By Staff -- Logistics Management, 9/1/2003
Legislation designed to shift responsibility for the safety of container, chassis, and trailers—the "roadability" of those units—has split the intermodal world into two camps. Reps. Richard Baker (R-La.) and Henry Brown (R-S.C.) last month introduced H.R. 2863, the Intermodal Equipment Safety and Responsibility Act of 2003. That bill would make safety the responsibility of the ocean shipping lines and railroads that own the equipment, rather than the motor carriers that pick up and deliver containers and chassis. In addition, the bill would require federal authorities to inspect equipment and maintenance records at least every three months, and to inspect and repair equipment each time prior to offering it to a motor carrier.
Organizations that have voiced concern about the proposed legislation include the Association of American Railroads, the Waterfront Coalition, the Ocean Carriers Equipment Management Association (OCEMA), the International Institute of Container Lessors, the National Association of Waterfront Employers, the National Marine Safety Council, the U.S. Maritime Alliance, the Pacific Maritime Association, and the National Industrial Transportation League.

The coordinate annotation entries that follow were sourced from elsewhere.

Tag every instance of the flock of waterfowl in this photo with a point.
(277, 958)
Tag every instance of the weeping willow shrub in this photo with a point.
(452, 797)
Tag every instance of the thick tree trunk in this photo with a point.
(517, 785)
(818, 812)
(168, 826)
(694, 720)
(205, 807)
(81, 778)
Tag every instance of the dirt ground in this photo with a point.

Opponents worry that conducting detailed inspections every time a container or chassis moves will slash productivity and cause delays in the name of safety. They also worry about the potential additional cost. "In the federal regime these types of inspections are required once a year," says Jeff Lawrence, a lawyer with Sher and Blackwell in Washington, D.C., and general counsel for OCEMA. "There are ongoing requirements for drivers to do walk-around inspections each time they pick up a chassis. And providers regularly do maintenance and inspections on them as issues come up. But to have a full inspection every time any chassis moves in and out of a warehouse, DC, or factory—the potential for cost would be in the billions.
"What this legislation [will do] is shift the economic burden in a way that will yield virtually no benefit," Lawrence continues. "It would yield huge hangups and bottlenecks at ports and railheads around the country, along with billions of dollars in costs which would ultimately get passed to U.S. businesses."

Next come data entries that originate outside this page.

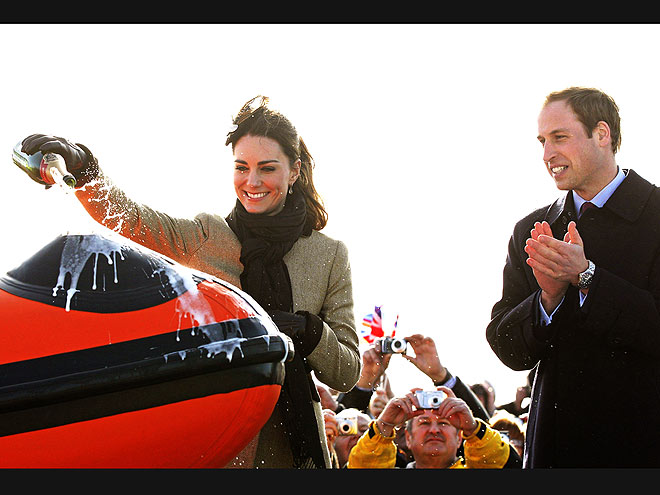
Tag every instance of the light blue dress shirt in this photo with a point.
(598, 200)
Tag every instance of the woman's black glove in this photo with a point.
(304, 329)
(79, 160)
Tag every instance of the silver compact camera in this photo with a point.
(391, 345)
(347, 426)
(430, 399)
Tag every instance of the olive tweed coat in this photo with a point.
(321, 284)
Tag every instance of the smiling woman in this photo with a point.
(263, 175)
(270, 247)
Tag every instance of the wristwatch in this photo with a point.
(585, 278)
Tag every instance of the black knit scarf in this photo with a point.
(264, 242)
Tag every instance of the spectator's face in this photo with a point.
(432, 435)
(345, 443)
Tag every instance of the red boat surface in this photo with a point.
(112, 356)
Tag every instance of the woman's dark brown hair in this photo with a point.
(256, 119)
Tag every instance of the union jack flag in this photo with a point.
(373, 326)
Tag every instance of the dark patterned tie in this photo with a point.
(585, 206)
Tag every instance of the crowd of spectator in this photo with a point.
(371, 427)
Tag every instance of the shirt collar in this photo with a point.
(601, 198)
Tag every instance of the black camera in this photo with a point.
(391, 345)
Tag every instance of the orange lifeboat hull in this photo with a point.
(143, 386)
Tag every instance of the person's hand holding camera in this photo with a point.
(426, 357)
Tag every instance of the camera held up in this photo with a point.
(430, 399)
(392, 345)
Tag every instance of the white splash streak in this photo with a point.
(75, 255)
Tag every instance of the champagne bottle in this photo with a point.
(45, 169)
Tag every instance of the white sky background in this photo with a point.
(424, 138)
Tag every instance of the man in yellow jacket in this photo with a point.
(434, 432)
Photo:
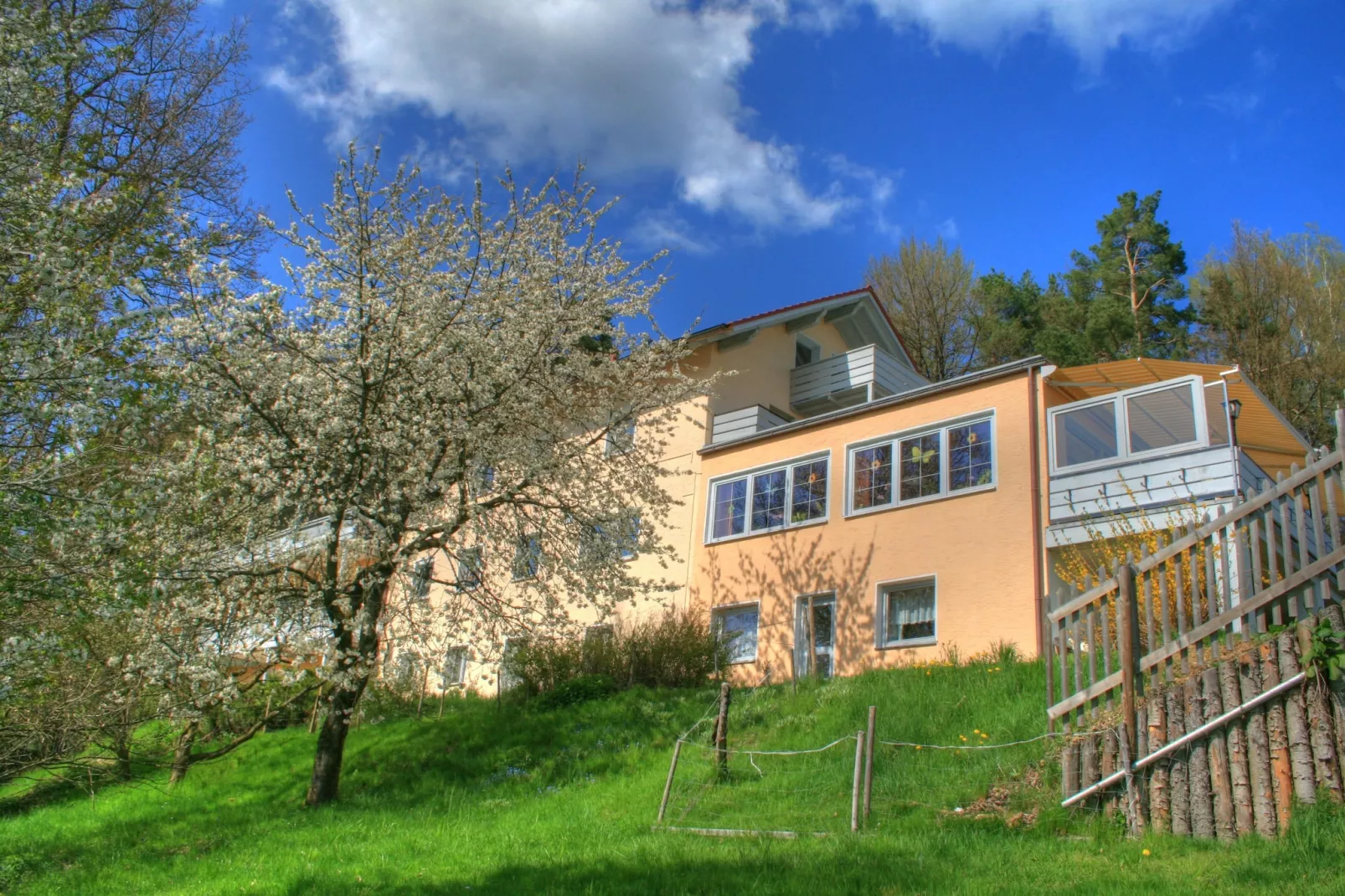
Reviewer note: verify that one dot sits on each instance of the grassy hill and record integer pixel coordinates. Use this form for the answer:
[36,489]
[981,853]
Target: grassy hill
[518,800]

But the motor carriers that haul intermodal containers refute those arguments. The American Trucking Associations (ATA) came out at the end of July in favor of the bill, citing it as "long overdue" and lauding its focus on equipment safety. "If [the ocean carriers] fix [the equipment], a motor carrier will be able to come in and spend less time in the port because they won't have to spend hours looking for good equipment," says Bill Wannamaker, the ATA's director of intermodal and governmental traffic operations. "That's all we're asking. Fix the equipment. Make it safe."
The ATA believes that trucking companies should only be held accountable for the safety of their own fleets and not for the condition of equipment they've received on loan from ocean and rail carriers, says Wannamaker. Assigning responsibility to the equipment owner should be a simple, clear-cut matter, he argues. "Whose name is on the inspection sticker?" he asks rhetorically. "That's who's responsible."
The question of possession versus ownership appears to be at the heart of the matter. Ocean carriers, railroads, and leasing companies own the chassis and containers, but loan that equipment to motor carriers for local pickup and delivery.
"[Our opponents] suggest that 'control' means that the equipment is in your possession," Wannamaker says. "So as soon as you take possession of equipment you've never seen you're responsible for all its flaws? That's ludicrous." The bill addresses that issue by defining the "equipment controller" as any party with a legal right, title, or interest in the equipment. Only motor carriers to whom the equipment owner has contractually delegated responsibility for maintenance and repair would be held liable; the wording specifically excludes motor carriers that simply provide or arrange intermodal transportation.
Wannamaker also points out that although the police cite motor carriers hauling intermodal equipment for any safety shortcomings they detect during roadside inspections, that does nothing to improve equipment safety. "The police can write citation after citation against the same [motor] carrier, and there's nothing they can do to make it safer," he says. "And why? Because [the equipment's] not theirs."
But Tom Malloy, a vice president at the Intermodal Association of North America (IANA), says that assigning responsibility is not so simple as the truckers make it out to be. He says a working group composed of representatives from rail, ocean, trucking, and leasing companies that has been meeting for about five years has found that the matter is far more complicated than simple asset ownership. "The group has come into agreement that there are times when it falls to the motor carrier who has it on the street and other times when it's on the provider of the equipment," he says.
Although shippers are not directly affected, the issue bears watching. That's because whichever way it finally is decided—whether by congressional fiat or by industry consensus—the cost of compliance eventually is likely to be passed on to shippers in the end.